In My Humble Opinion.
>I HATE it when people use that!
GMTA, but that's NetSpeak.
AAMOF you see IMHO everywhere but OTOH it's so common that FWIW I often find myself ROFL and BTW prefer IMCO to IMNSHO and IAC ...
>Can we continue?
Okay ...
Let's talk about the elementary aggregates ...
>Like food or housing or ...
Yes. If there are, say, 1000 items in the food category ... steak, bread, prunes etc. ... then we can calculate a number which represents the "average" consumer's
cost by talking to 10,000 households and asking how much they spend on each. If, on average, these households spend 7% of their food bill
on steak and 5% on bread ... we then come up with weights for each of our 1000 food items hence can allocate a $100 food bill like so:
COST(0) = 100 = 7(for steak) + 5(for bread) + ... + 0.1(for prunes)
>Ten cents on prunes?
Yes, and $7 for steak and $5 for bread, and so on.

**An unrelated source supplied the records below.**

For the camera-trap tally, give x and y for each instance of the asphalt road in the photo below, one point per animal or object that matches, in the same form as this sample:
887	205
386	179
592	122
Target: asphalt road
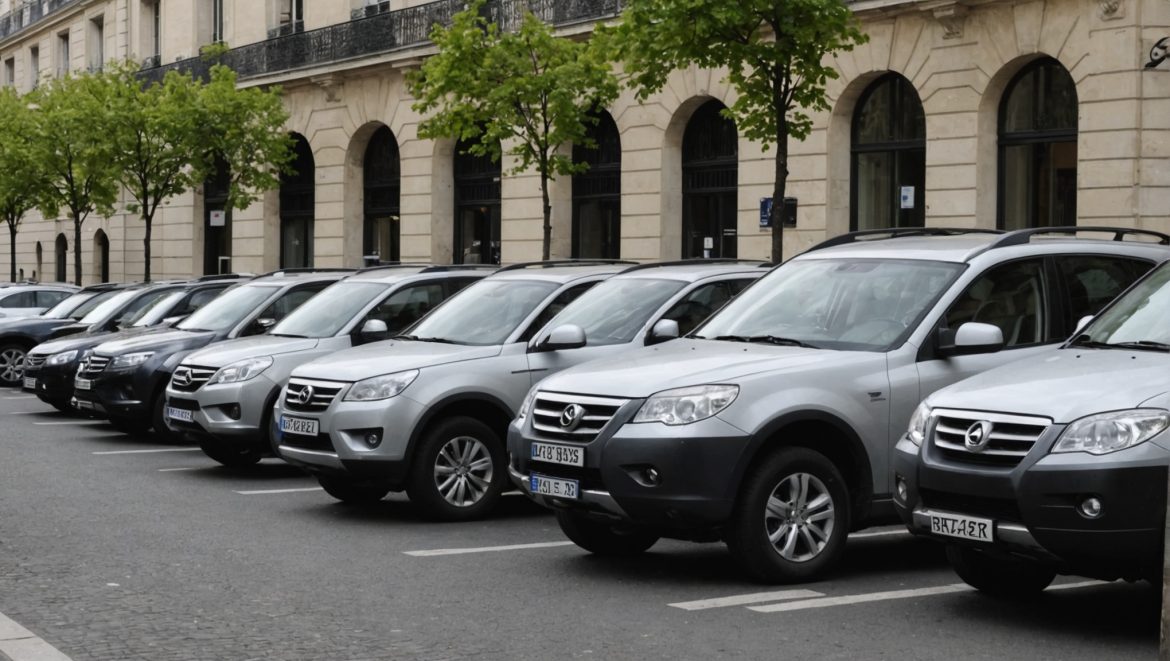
110	552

Now we suppose that these 1000 items increase by i_{1}, i_{2}, ... i_{1000}.
The new costs would then be:
steak = $7(1+i_{1})
bread = $5(1+i_{2})
...
prunes = $0.1(1+i_{1000})
So what's the increase in cost, for this food bill?
We could just add them to get a new cost:
[3] COST(1) = 7(1+i_{1})+5(1+i_{2})+...+0.1(1+i_{1000})

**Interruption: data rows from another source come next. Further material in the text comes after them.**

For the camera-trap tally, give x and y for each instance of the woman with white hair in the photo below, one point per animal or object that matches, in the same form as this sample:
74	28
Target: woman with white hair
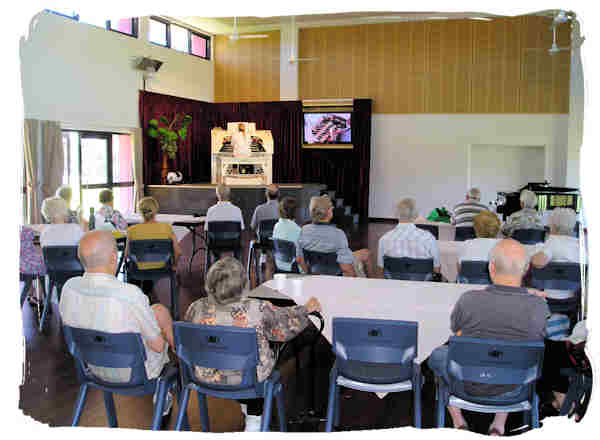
59	232
561	245
226	304
526	218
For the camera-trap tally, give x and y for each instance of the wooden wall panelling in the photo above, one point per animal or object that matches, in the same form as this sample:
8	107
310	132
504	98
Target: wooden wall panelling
247	70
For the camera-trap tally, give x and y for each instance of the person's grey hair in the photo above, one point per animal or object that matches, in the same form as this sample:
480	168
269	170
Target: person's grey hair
506	264
223	193
528	199
226	280
101	253
319	208
563	220
53	208
475	194
64	192
406	210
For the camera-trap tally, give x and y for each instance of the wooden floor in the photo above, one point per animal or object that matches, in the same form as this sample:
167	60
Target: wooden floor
50	386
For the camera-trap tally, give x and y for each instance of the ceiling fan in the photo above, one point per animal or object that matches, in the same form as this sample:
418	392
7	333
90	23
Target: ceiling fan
235	35
558	17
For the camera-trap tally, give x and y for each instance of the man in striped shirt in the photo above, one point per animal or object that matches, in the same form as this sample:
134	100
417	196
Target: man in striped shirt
465	212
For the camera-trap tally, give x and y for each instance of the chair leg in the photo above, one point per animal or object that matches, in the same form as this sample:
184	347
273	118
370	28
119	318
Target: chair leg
281	409
333	401
111	413
417	398
26	288
203	412
79	404
250	255
46	305
182	414
266	417
174	297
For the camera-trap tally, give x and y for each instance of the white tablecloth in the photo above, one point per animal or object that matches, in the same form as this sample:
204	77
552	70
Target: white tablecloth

in which case the increase in cost is COST(1)/COST(0).
We might also look at the individual price increases 1+i_{1}, 1+i_{2}, ...
and calculate NOT the Arithmetic Mean of the increases (as in [3]) but a Geometric Mean, like so:
[3a] COST(1) = (1+i_{1})^{7}(1+i_{2})^{5}...(1+i_{1000})^{0.1}